You specify the alternative pronunciations in a lexicon file and the system matches them during grammar-based speech recognition. This feature is especially useful for recognition of dialects and names where pronunciations can vary. The system will also match default pronunciations during speech recognition.

VoiceXML

The VoiceXML standard supports a feature that can use external dictionaries with speech recognition and TTS engines.

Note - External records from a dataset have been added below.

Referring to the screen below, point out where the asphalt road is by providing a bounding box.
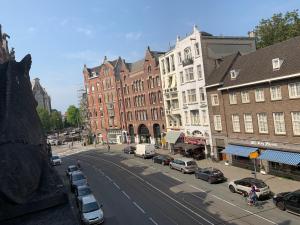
[57,150,300,225]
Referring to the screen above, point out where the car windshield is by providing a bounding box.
[78,188,92,196]
[186,161,197,166]
[82,202,99,213]
[72,174,85,181]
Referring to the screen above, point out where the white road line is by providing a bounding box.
[113,182,121,189]
[132,202,145,214]
[149,217,158,225]
[122,191,130,199]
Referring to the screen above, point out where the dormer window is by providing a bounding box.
[272,58,283,71]
[230,70,239,80]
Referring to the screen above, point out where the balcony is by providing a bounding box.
[182,58,194,67]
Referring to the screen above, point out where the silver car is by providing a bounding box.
[79,194,104,225]
[170,158,198,173]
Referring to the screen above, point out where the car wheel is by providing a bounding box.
[229,185,235,193]
[276,202,285,211]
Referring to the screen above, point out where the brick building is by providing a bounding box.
[121,47,165,143]
[206,37,300,180]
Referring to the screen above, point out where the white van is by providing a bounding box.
[135,144,155,159]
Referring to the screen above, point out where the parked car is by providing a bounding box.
[66,165,79,177]
[152,155,174,165]
[51,155,62,166]
[79,195,104,225]
[70,171,87,191]
[74,184,92,206]
[123,146,136,154]
[195,167,226,184]
[228,177,271,198]
[134,144,155,159]
[273,189,300,215]
[170,158,198,173]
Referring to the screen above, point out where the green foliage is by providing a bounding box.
[67,105,82,127]
[254,10,300,48]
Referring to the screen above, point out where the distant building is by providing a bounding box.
[31,78,51,113]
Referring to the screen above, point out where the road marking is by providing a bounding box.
[132,202,145,214]
[149,217,158,225]
[113,182,121,189]
[122,191,130,199]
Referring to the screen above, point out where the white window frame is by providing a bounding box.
[244,113,253,133]
[288,82,300,98]
[241,91,250,103]
[210,94,219,106]
[229,92,237,105]
[270,85,282,101]
[231,114,241,133]
[291,111,300,135]
[214,115,222,131]
[273,112,286,135]
[255,88,265,102]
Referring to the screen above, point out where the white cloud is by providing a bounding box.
[125,32,142,41]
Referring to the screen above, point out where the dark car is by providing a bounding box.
[70,171,87,191]
[195,168,226,184]
[74,185,92,206]
[273,189,300,215]
[123,146,136,154]
[152,155,174,165]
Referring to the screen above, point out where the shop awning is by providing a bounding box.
[258,149,300,166]
[221,145,258,157]
[166,131,181,144]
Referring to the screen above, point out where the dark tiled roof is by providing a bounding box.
[206,52,240,86]
[223,36,300,87]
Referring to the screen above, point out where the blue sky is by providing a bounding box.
[0,0,300,112]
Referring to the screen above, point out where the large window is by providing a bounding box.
[214,115,222,131]
[291,112,300,135]
[229,93,237,105]
[232,114,241,132]
[255,88,265,102]
[244,113,253,133]
[273,112,285,134]
[187,89,197,103]
[241,91,250,103]
[270,86,282,100]
[257,113,269,134]
[289,82,300,98]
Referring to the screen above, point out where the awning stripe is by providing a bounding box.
[222,145,258,157]
[258,149,300,166]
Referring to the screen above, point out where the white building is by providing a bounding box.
[159,26,255,154]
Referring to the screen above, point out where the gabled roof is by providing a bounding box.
[219,36,300,88]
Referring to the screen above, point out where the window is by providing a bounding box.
[232,115,241,132]
[255,88,265,102]
[244,113,253,133]
[270,86,282,100]
[199,88,205,103]
[273,112,285,134]
[241,91,250,103]
[291,112,300,135]
[185,67,194,81]
[289,82,300,98]
[179,71,184,84]
[229,93,237,105]
[187,89,197,103]
[214,115,222,131]
[210,94,219,105]
[182,91,186,104]
[195,42,200,55]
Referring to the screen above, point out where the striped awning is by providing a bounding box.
[258,149,300,166]
[221,145,258,157]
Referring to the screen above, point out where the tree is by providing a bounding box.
[37,107,51,133]
[254,10,300,48]
[67,105,82,127]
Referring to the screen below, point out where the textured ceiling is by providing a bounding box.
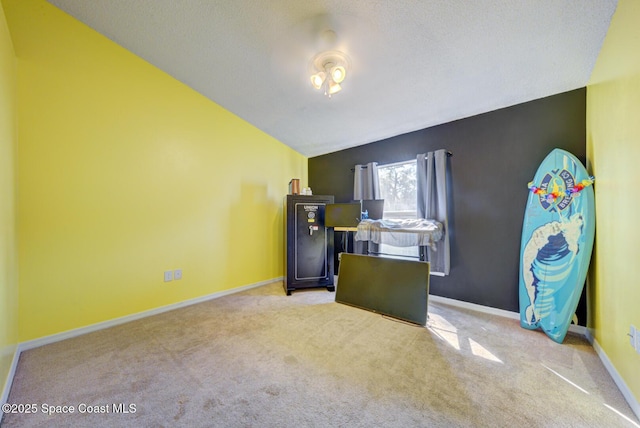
[43,0,617,156]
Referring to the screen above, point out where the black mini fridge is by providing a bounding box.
[284,195,335,296]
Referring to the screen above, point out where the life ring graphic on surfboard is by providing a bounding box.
[520,149,595,343]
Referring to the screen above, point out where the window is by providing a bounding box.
[378,159,418,219]
[378,159,419,258]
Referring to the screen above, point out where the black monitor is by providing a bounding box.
[324,202,362,227]
[336,253,429,326]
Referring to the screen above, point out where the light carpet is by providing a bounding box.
[2,282,640,428]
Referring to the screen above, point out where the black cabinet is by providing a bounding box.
[284,195,335,295]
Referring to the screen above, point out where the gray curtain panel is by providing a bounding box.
[353,162,380,200]
[353,162,380,254]
[417,149,450,275]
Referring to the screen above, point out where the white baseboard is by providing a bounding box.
[0,345,20,408]
[429,295,640,419]
[429,294,587,336]
[0,276,284,408]
[18,277,283,351]
[585,329,640,419]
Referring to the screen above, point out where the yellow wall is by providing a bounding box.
[0,0,18,392]
[587,0,640,401]
[3,0,307,341]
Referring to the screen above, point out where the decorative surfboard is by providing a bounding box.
[520,149,595,343]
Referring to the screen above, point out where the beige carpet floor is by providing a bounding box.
[2,283,640,428]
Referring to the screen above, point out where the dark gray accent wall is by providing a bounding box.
[309,88,586,318]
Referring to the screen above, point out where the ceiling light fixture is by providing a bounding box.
[311,51,350,98]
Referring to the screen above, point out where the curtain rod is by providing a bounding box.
[351,150,453,172]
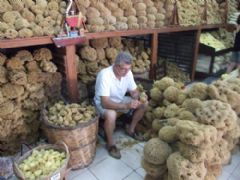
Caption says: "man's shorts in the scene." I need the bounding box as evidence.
[95,96,132,117]
[231,51,240,64]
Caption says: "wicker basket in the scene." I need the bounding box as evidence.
[42,110,98,169]
[13,142,70,180]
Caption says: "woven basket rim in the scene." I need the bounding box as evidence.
[13,141,70,179]
[42,109,99,130]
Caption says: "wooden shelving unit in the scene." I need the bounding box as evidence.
[0,24,226,102]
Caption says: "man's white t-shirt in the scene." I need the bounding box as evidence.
[94,66,137,105]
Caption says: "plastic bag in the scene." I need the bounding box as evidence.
[0,157,13,180]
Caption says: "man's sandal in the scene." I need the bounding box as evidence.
[126,131,144,141]
[107,145,121,159]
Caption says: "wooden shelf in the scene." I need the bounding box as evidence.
[52,36,86,47]
[0,24,226,102]
[0,36,53,48]
[0,24,226,48]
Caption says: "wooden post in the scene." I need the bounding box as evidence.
[64,45,79,102]
[191,28,201,80]
[149,32,158,79]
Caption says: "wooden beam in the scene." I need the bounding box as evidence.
[0,36,53,48]
[191,29,201,80]
[149,32,158,79]
[64,45,79,102]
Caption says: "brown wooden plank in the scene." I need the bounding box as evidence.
[0,36,53,48]
[85,29,155,39]
[149,32,158,79]
[191,29,201,80]
[64,45,79,102]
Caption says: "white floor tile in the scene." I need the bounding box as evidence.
[71,170,98,180]
[223,163,237,174]
[89,157,133,180]
[227,175,240,180]
[231,164,240,179]
[138,142,146,147]
[89,144,109,168]
[218,171,230,180]
[66,168,87,180]
[231,152,240,164]
[121,144,143,169]
[124,172,144,180]
[9,175,18,180]
[136,168,146,178]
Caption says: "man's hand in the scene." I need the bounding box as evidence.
[127,100,142,109]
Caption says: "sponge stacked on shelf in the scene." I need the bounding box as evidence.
[200,33,226,51]
[140,77,240,180]
[0,48,62,154]
[76,37,151,84]
[0,0,66,39]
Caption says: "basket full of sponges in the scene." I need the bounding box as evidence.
[13,142,70,180]
[42,101,98,169]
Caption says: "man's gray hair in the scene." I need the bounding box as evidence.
[115,51,133,64]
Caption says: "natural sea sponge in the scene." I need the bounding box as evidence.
[176,120,217,147]
[79,46,97,61]
[153,107,165,119]
[18,28,33,38]
[6,57,24,70]
[25,61,41,72]
[182,98,203,113]
[33,48,52,61]
[164,104,179,118]
[14,18,30,30]
[15,50,33,63]
[2,11,21,24]
[150,87,162,102]
[124,7,137,17]
[158,126,178,143]
[0,101,14,116]
[141,159,167,178]
[178,111,197,121]
[105,48,118,63]
[9,71,27,85]
[0,22,9,32]
[27,71,45,84]
[178,142,207,163]
[0,66,8,84]
[86,7,100,19]
[108,37,122,49]
[90,38,109,49]
[188,83,208,100]
[0,0,12,13]
[143,138,172,165]
[40,61,57,73]
[153,77,174,90]
[2,83,24,99]
[167,152,207,180]
[118,0,132,10]
[0,52,7,66]
[163,86,180,102]
[114,22,128,30]
[4,28,18,39]
[196,100,237,130]
[22,8,35,22]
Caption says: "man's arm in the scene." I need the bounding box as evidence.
[129,89,140,100]
[101,96,131,110]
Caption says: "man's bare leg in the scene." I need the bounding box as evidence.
[104,110,117,147]
[128,104,147,133]
[226,62,236,73]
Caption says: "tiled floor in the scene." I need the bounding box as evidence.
[8,131,240,180]
[64,131,240,180]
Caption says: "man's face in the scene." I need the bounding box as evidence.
[116,63,131,77]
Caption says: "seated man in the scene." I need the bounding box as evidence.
[94,52,147,159]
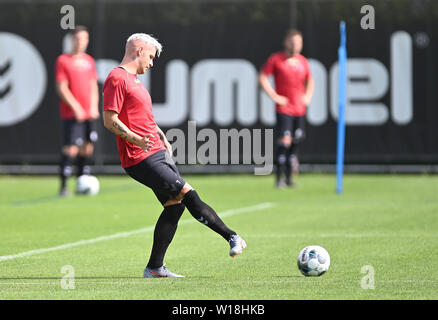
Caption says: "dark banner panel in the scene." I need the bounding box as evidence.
[0,0,438,169]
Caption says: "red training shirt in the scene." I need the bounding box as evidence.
[103,67,165,168]
[55,53,97,120]
[261,52,312,116]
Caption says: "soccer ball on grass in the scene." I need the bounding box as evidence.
[297,246,330,277]
[76,174,99,196]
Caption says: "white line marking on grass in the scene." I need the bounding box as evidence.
[0,202,275,262]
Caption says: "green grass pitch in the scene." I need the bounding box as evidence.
[0,174,438,300]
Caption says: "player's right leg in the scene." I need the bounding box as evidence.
[59,120,80,197]
[165,183,246,258]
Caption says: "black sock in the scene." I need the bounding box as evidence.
[181,189,236,241]
[59,153,72,189]
[147,203,185,269]
[76,155,90,177]
[275,143,287,182]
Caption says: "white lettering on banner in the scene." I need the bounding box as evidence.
[0,32,47,126]
[190,59,257,126]
[70,31,413,127]
[330,59,389,125]
[0,31,413,127]
[391,31,414,125]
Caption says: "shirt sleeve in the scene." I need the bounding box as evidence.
[90,58,98,81]
[55,57,68,82]
[103,75,126,113]
[304,59,312,80]
[260,55,275,76]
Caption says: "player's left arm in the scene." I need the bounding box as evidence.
[303,76,315,106]
[303,59,315,107]
[90,79,100,119]
[157,125,173,155]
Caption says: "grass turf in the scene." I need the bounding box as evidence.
[0,174,438,300]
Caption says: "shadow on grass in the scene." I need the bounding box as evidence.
[10,183,141,207]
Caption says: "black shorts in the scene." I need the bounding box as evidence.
[62,120,98,146]
[125,150,186,204]
[275,113,306,140]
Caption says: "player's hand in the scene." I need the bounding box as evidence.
[90,110,100,120]
[274,95,289,106]
[164,139,173,156]
[303,95,311,106]
[74,107,87,122]
[138,133,154,152]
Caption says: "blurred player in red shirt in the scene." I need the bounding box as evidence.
[103,33,246,278]
[259,29,314,187]
[55,26,99,196]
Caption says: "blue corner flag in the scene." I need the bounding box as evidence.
[336,21,347,194]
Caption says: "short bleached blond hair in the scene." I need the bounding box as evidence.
[126,33,163,57]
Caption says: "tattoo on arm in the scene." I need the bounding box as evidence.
[111,121,137,143]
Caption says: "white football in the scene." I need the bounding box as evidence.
[297,246,330,277]
[76,174,100,196]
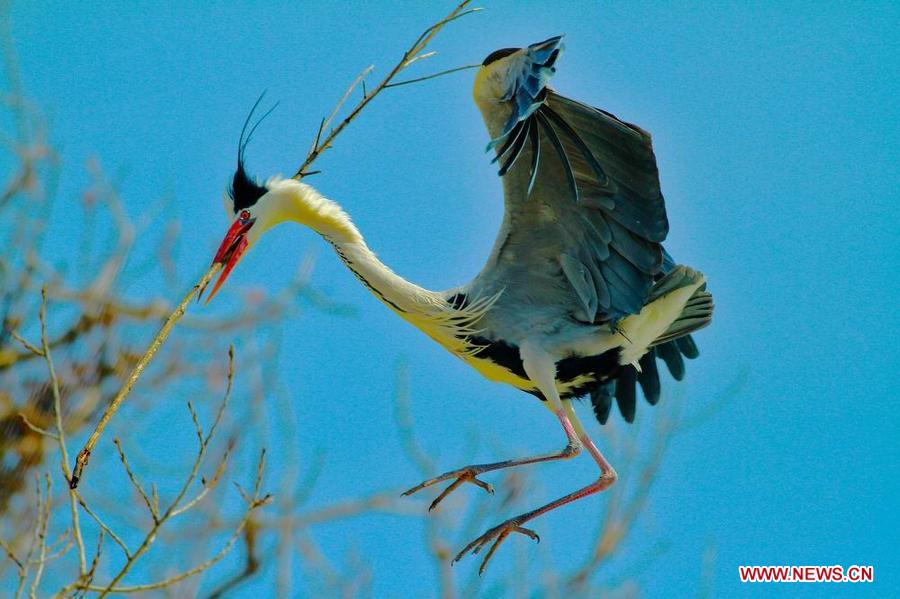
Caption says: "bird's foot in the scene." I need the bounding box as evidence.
[403,466,494,512]
[451,516,541,575]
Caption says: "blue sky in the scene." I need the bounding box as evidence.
[12,1,900,596]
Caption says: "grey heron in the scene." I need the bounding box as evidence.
[208,37,713,571]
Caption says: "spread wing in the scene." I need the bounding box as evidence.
[475,37,668,322]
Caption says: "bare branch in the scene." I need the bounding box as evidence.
[293,0,480,181]
[38,287,87,575]
[69,262,222,489]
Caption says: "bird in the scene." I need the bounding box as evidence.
[207,36,713,573]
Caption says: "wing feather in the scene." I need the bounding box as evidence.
[476,38,668,322]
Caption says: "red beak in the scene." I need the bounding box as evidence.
[197,218,256,304]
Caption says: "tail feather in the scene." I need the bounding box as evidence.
[591,262,714,424]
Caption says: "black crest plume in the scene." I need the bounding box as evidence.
[228,92,278,214]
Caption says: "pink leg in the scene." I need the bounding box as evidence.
[453,406,616,574]
[403,410,584,512]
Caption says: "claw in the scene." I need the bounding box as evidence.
[450,518,541,575]
[403,467,494,512]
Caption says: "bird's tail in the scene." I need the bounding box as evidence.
[591,263,713,424]
[647,266,713,345]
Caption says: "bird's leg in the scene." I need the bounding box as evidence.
[403,412,581,512]
[453,355,616,574]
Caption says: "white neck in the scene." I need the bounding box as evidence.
[264,179,443,320]
[260,179,497,356]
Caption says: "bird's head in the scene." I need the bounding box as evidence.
[206,96,361,303]
[472,36,563,136]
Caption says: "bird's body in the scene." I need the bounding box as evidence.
[207,38,712,568]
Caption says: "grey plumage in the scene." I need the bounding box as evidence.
[464,37,712,422]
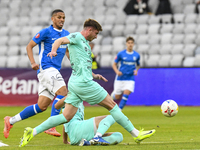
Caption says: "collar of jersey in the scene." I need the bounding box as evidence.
[79,32,89,42]
[51,25,62,32]
[126,50,134,54]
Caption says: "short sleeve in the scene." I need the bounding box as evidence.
[66,33,79,44]
[136,54,140,66]
[115,53,121,63]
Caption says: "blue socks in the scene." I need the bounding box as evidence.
[51,95,64,116]
[119,94,129,110]
[19,104,42,120]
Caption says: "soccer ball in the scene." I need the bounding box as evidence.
[161,99,178,117]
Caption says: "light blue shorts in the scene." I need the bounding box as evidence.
[65,80,108,107]
[64,118,96,145]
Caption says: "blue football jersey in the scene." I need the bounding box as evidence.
[32,25,69,73]
[115,49,140,80]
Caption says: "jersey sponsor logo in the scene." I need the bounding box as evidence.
[123,61,135,65]
[35,33,40,39]
[59,45,67,48]
[70,34,76,39]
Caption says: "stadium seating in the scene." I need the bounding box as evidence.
[0,0,200,68]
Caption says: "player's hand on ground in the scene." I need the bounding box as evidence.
[64,141,70,145]
[117,71,123,76]
[93,74,108,82]
[47,52,57,59]
[31,63,39,70]
[133,70,138,76]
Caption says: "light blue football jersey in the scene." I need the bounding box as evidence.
[115,49,140,80]
[32,25,69,73]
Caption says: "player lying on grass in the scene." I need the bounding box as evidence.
[20,19,156,147]
[55,100,123,146]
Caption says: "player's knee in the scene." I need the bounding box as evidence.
[115,95,121,100]
[113,132,123,143]
[56,88,68,96]
[38,105,48,111]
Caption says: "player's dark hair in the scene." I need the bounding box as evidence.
[51,9,64,17]
[126,36,135,43]
[83,18,102,31]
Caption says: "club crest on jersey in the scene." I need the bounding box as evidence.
[35,33,40,39]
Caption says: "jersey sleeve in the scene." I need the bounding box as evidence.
[32,28,49,44]
[115,53,121,63]
[136,54,140,66]
[66,33,79,44]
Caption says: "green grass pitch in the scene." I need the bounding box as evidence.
[0,106,200,150]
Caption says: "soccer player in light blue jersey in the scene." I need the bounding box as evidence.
[4,9,69,138]
[55,99,123,146]
[111,37,140,110]
[19,19,155,147]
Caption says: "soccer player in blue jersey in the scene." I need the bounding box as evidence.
[4,9,69,138]
[19,19,156,147]
[55,99,123,146]
[111,37,140,110]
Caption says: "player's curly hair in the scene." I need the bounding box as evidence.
[126,36,135,43]
[51,9,64,17]
[83,18,103,31]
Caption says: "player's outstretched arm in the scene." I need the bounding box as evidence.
[92,73,108,82]
[26,40,39,70]
[63,125,70,144]
[47,37,70,58]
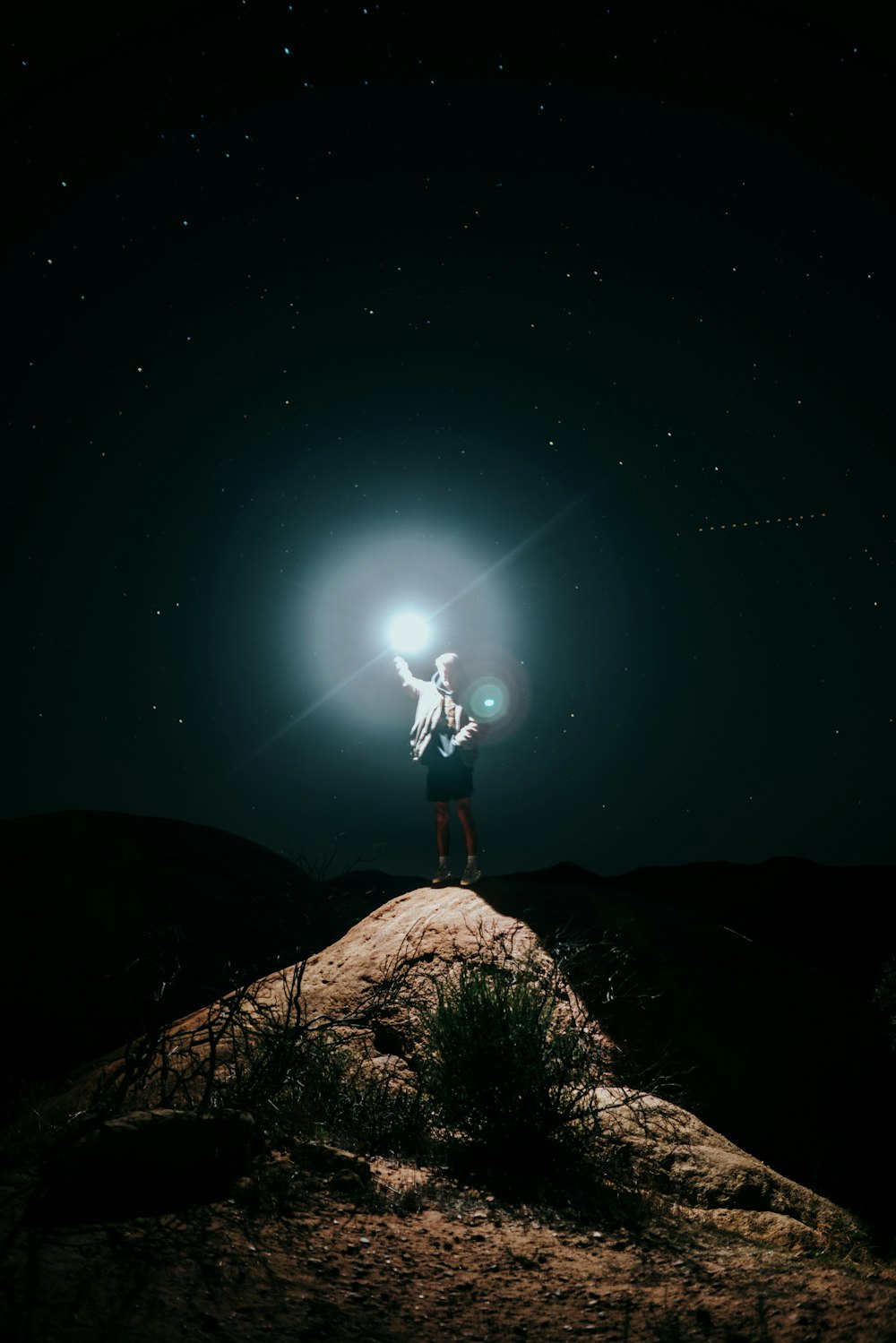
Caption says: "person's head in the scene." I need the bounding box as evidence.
[435,653,461,690]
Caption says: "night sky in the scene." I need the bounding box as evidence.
[0,0,896,875]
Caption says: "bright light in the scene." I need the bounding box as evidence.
[387,611,430,653]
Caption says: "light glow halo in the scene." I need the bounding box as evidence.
[385,611,433,654]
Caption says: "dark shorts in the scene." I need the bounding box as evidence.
[426,752,473,802]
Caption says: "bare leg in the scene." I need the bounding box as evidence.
[456,797,478,853]
[435,802,452,858]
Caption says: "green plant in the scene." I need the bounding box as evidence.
[420,953,606,1160]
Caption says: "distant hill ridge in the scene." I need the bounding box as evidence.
[6,811,896,1230]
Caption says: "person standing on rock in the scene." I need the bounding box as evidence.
[395,653,482,886]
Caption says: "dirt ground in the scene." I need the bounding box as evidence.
[0,1152,896,1343]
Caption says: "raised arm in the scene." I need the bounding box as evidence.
[392,659,430,694]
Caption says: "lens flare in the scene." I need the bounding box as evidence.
[466,676,508,722]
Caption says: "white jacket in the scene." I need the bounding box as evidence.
[395,659,481,764]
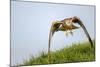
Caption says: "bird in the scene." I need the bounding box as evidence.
[48,16,93,61]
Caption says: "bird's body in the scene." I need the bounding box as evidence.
[48,16,93,61]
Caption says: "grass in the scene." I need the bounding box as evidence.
[20,42,95,66]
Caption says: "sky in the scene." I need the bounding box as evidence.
[11,1,95,65]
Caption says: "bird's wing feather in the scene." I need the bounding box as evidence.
[48,22,62,59]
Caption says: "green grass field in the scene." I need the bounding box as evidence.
[21,42,95,66]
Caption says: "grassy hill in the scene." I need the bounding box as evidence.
[21,42,95,66]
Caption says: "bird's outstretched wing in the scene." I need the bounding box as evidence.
[48,21,62,60]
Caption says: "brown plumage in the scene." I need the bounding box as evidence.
[48,16,93,61]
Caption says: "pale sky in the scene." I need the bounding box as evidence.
[11,1,95,65]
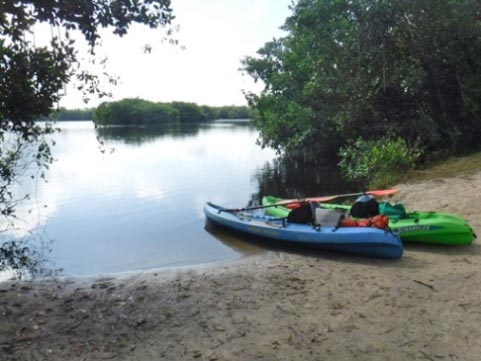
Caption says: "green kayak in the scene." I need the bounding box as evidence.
[262,196,475,245]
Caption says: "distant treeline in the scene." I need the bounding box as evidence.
[47,107,95,121]
[92,98,251,125]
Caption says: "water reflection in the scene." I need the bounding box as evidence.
[0,121,354,276]
[0,231,62,282]
[95,119,254,145]
[253,157,357,201]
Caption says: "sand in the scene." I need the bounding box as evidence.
[0,172,481,361]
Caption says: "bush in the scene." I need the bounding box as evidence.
[339,138,420,187]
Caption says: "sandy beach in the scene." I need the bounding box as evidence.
[0,172,481,361]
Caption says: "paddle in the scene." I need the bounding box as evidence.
[222,189,399,212]
[284,189,399,205]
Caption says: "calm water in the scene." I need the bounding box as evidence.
[1,121,345,276]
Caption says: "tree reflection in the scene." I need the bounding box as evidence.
[0,231,62,281]
[95,123,205,145]
[253,156,359,202]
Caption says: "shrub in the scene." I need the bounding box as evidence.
[339,138,420,187]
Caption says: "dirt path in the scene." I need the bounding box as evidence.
[0,172,481,361]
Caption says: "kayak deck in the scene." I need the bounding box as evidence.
[204,203,403,258]
[262,196,474,245]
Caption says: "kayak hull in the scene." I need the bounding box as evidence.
[262,196,474,245]
[204,203,403,259]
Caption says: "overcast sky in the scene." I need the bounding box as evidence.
[55,0,291,108]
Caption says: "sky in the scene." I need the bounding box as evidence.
[54,0,291,109]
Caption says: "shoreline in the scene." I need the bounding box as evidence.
[0,172,481,361]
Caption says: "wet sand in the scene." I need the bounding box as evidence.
[0,172,481,361]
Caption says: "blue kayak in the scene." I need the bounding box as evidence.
[204,203,403,258]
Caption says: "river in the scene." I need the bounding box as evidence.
[2,121,352,276]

For speech recognition, you specify the dictionary in the grammar file in a specially-defined lexicon element. You can specify multiple dictionaries at different points in the IVR dialog flow. For TTS prompts, you specify the dictionary in the lexicon element defined inside a prompt element. For more information about definitions and the VoiceXML standard, see https://www.w3.org/TR/voicexml20/.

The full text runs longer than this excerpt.